Я закрываю глаза. Я уже ничем не могу помочь Джеку, натягивающему на меня пижаму.
— Либби, Либби, — ласково шепчет он, гладя ладонью мое лицо. — Ну же, садись, прими таблетки, и будем ложиться.
— Еще рано, — отвечаю я, позволяя ему приподнять меня на кровати. — Тебе незачем ложиться.
Я держу таблетки на ладони и подношу их ко рту. Моя рука кажется мне слабой и никак не соединенной с телом. Поднося к губам стакан, я расплескиваю воду, и Джеку приходится меня поддержать. И вот таблетки проглочены, хотя рывок головой, призванный протолкнуть их в горло, явно был лишним. Джек осторожно перекладывает меня на мою сторону кровати, с которой он уже откинул покрывало, и укрывает одеялом.
Стоя передо мной, он стремительно раздевается сам.
— Тебе давно говорили, что ты хорош, как бог? — шепчу я.
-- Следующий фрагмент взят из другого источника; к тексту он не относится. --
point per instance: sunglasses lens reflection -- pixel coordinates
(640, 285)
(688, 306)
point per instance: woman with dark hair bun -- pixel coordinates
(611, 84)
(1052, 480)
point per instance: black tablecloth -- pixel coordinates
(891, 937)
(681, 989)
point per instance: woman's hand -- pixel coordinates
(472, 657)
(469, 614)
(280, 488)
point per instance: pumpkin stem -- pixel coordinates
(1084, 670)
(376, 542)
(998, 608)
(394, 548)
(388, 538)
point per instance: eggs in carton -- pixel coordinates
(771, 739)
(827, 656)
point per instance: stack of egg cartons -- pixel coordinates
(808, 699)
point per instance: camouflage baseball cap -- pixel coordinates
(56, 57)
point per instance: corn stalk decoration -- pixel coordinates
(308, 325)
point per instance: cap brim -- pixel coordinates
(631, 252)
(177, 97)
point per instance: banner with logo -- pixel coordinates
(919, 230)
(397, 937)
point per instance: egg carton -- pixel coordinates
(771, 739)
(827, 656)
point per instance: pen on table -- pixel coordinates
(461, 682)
Мои веки пытаются приподняться, но снова опускаются, и ресницы трепещут, как крылья птицы. — Да ты и сам это знаешь. Это все знают.
Последнее, что я помню, — это руки Джека. Он ложится позади меня и осторожно обнимает, прижимаясь ко мне всем телом.
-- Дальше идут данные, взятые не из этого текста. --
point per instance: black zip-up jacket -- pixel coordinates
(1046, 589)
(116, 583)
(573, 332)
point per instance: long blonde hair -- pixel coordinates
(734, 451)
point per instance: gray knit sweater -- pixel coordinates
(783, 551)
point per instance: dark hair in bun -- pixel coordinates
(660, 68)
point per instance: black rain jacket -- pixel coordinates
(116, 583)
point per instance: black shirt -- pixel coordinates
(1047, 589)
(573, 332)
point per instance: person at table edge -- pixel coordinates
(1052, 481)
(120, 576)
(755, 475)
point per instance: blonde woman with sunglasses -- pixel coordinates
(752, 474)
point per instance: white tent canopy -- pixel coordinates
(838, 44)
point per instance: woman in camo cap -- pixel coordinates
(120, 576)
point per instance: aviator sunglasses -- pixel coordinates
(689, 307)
— Прости меня за эту боль, — шепчет он мне на ухо, но потом боль и таблетки отнимают меня и у Джека, и у собственного сознания и уносят куда-то очень далеко.
Глава 9
Либби
Дверь в подвал едва приоткрыта, но Бутч это видит и, стуча когтями, проносится мимо меня и дальше, вниз по лестнице.
— Эй ты! — кричу я вслед собаке, которую уже поглотила непроглядная тьма подвала. — Если ты там свалишься и что-нибудь себе сломаешь, можешь не рассчитывать на мое сочувствие.
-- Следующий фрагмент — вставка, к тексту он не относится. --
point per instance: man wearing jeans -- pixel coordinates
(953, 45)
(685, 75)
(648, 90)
Мы оба знаем, что это неправда. Время от времени он оставляет маленькие «презенты» в наших с Джеком туфлях, и каждый раз ему удается выскулить себе прощение. Я не могу допустить, чтобы он пострадал.
Я щелкаю выключателем, и в подвале вспыхивает свет. Навстречу мне поднимается стук когтей Бутча по каменным
К тому времени как мне на негнущихся ногах удается преодолеть ступени, Бутч, который всю последнюю неделю пытался сюда прорваться, стоит перед старым деревянным шкафом, придвинутым к стене в самом дальнем углу подвала. Его черно-коричневые с белыми пятнами лапы с такой скоростью скребут дверцу шкафа, что почти слились в одно мутное пятно.
Именно этот шкаф заставил меня побороть страх и войти в подвал. Похоже, Бутча он интересует еще больше, чем меня.
Дверцы шкафа изготовлены из гладкого светлого дерева и снабжены расположенным в центре и удерживающим их вместе врезным замком. Шкаф явно заперт, и ключа нигде не видно.
Внутри меня вздымается огромная волна разочарования. Я вспоминаю, что именно тогда, когда мы говорили об этом шкафе, я поняла, что Джек не только может мне лгать, но что он уже это делает. Через месяц после нашей свадьбы, когда я еще без малейших колебаний входила в подвал, я не могла не обратить внимания на большой запертый шкаф. Вполне естественно, что я поинтересовалась его содержимым. Джек посмотрел на меня отсутствующим взглядом и переспросил:
— А, ты о той старой штуковине? Она все еще там? Если честно, я о ней напрочь забыл.
— Что в нем? — настаивала я.
Он пожал плечами и перевел взгляд на телевизор. На этот раз его взгляд показался мне еще более отсутствующим, чем минуту назад.
— Да так, всякая ерунда.
— Разве тебе не любопытно? — не унималась я.
— Нисколько. Я даже не знаю, где ключ.
Передо мной как будто медленно отворилась запертая дверь, и я вдруг поняла, почему он отвечает так уклончиво.
— В нем хранятся вещи Евы? — осторожно поинтересовалась я, а он скривился, как делал всякий раз, когда я произносила ее имя.
Он ответил не сразу. Он долго смотрел в окно так, будто намеревался распахнуть его и улететь. Потом его подбородок медленно приподнялся, а затем опустился.
— Да, — прошептал он.
— Понятно, — отозвалась я.
— Прости, — произнес он.
— Все нормально. Я не хочу, чтобы ты избавлялся от ее вещей, если ты к этому не готов. Просто было бы неплохо, если бы ты сказал мне об этом раньше. Я ведь теперь здесь живу.
— Да, ты права, — снова кивнул он. — Прости. Я вскоре с этим разберусь.